Inducement of apoptosis by cucurbitacin E, a tetracyclic triterpenes, through death receptor 5 in human cervical cancer cell lines.

Cervical cancer is the most common malignancy in women, for which conization or hysterectomy are the main therapy. Curcubitacin E (Cu E) is a natural compound-based drug which from the Guadi (climbing stem of Cucumic melo L). Previously shown to be an anti-tumor as well as a potent chemopreventive agent against several types of tumors. The present study, investigated anti-proliferation and apoptosis induced by Cu E in cervical cancer cell lines (HeLa and Ca Ski). The results indicate that the cytotoxicity is associated with accumulation in apoptosis but not necrosis. Cu E produced apoptosis as well as the up-regulation the expression of death receptor 5 (DR5). In addition, the DR5 gene activation in apoptosis, both effects increased proportionally with the dose of Cu E; however, mitosis delay was also dependant on the amount of Cu E treatment in the cancer cells. These results indicate that Cu E may delay cancer cell growth by apoptosis via upregulation of DR5 gene expression.

Introduction

Cervical cancer is the sixth most common cancerous malignancy in females in Taiwan, and a leading cause of death among gynecological malignancies.[1] The majority of women diagnosed with this cancer exhibit an advanced, widely disseminated malignancy and poor survival rate.[2] Infections with human papillomavirus (HPV), predisposition, as well as various factors are believed to have important roles in the development of carcinogenesis.[3] Overwhelming evidence has demonstrated that oncogenic types of HPV play an important role in the development of precursors of cervical cancer.[4] However, only a small fraction of females infected with HPV develop the disease, indicating the contribution of other factors to the progression of lesions in invasive cervical cancer.[5]

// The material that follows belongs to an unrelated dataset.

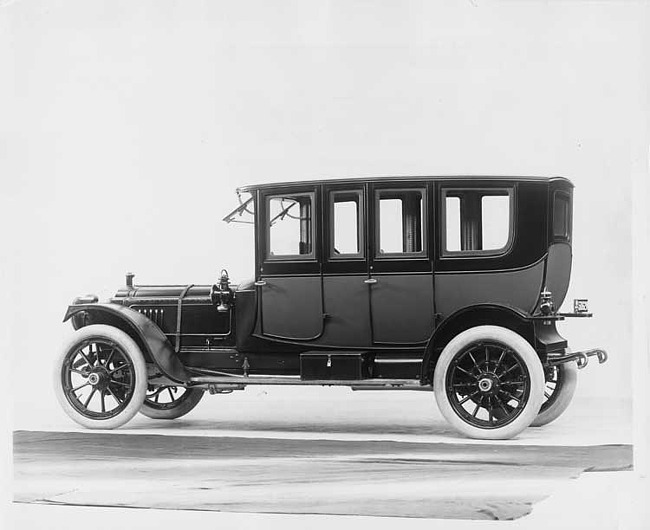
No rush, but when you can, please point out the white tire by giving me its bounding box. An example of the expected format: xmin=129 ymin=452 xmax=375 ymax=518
xmin=53 ymin=324 xmax=147 ymax=429
xmin=433 ymin=326 xmax=545 ymax=440
xmin=531 ymin=362 xmax=578 ymax=427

Many studies indicate a positive correlation between the consumption of natural components of certain plants and the decreased incidence of some tumors including prostate, cervical, ovarian, lung and gastrointestinal tract.[6, 7] Cucurbitacins are a group of tetracyclic triterpenes with medicinal properties derived from the climbing stem (Gua di) of Cucumic melo L.[8] Gua di has been used extensively in traditional folk medicines throughout Asia, providing selective biological activities.[9] Interest in this herb has grown in recent years due to its putative beneficial pharmacological effects as an anti-inflammatory[10] and anti-cancer agent.[11] There have also been indications that cucurbitacins may help to prevent and treat oxidative damage as well as suppress specific inflammatory factors.[12]

Cucurbitacin E (Cu E) is an active compound, which was previously shown to be a strong anti-feedant with the ability to disrupt cell actin and adhesion.[13] Recent our studies have reported that Cu E has an inhibitory effect on the proliferation of cancer cells.[14] However, it remains unclear whether Cu E inhibits the growth of cervical cancer cells. Furthermore, the mechanism underlying the anti-cancer effects of Cu E has yet to be identified.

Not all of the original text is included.